We had a situation at work where we needed to lock down a few laptops over the summer break. The problem with jamfHelper and OS 10.7 and 10.8 is that you can CMD+Q and it will quit. That is okay if you just want to be annoying, but I want to lock down the computer so you can't CMD+Q the message.
I played around with a few things, like setting the keyboard to some strange language where the Q was located somewhere else but I found a better way.
/System/Library/CoreServices/RemoteManagement/AppleVNCServer.bundle/Contents/Support/LockScreen.app/Contents/MacOS/LockScreen
This is what Remote Desktop calls when you lock the screen, but it doesn't run on top of JamfHelper and it locks out the keyboard when it is running.
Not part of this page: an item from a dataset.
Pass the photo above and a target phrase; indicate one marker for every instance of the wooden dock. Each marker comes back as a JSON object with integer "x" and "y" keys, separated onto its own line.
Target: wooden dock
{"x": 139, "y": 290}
LockScreen supports an attribute tag called -msgHex and if you convert your message to hex it will display fine. But it is easier to use jamfHelper with that, as long as I run LockScreen after it locks out the keyboard and locks down the computer with my custom jamfHelper message.
Example script below..
#!/bin/sh
iconpath=""
icon=""
heading=""
description=""
/Library/Application Support/JAMF/bin/jamfHelper.app/Contents/MacOS/jamfHelper -windowType fs -icon "$iconpath$icon" -heading "$heading" -description "$description" &
/System/Library/CoreServices/RemoteManagement/AppleVNCServer.bundle/Contents/Support/LockScreen.app/Contents/MacOS/LockScreen -session 256 &
Now you could use this with your software update routines or other installer routines, just remember you have to kill the process if you want to get keyboard control back
/usr/bin/killall LockScreen
Anyway it is working for us rather well, just wanted to share... let me know if I missed anything or it is working for you.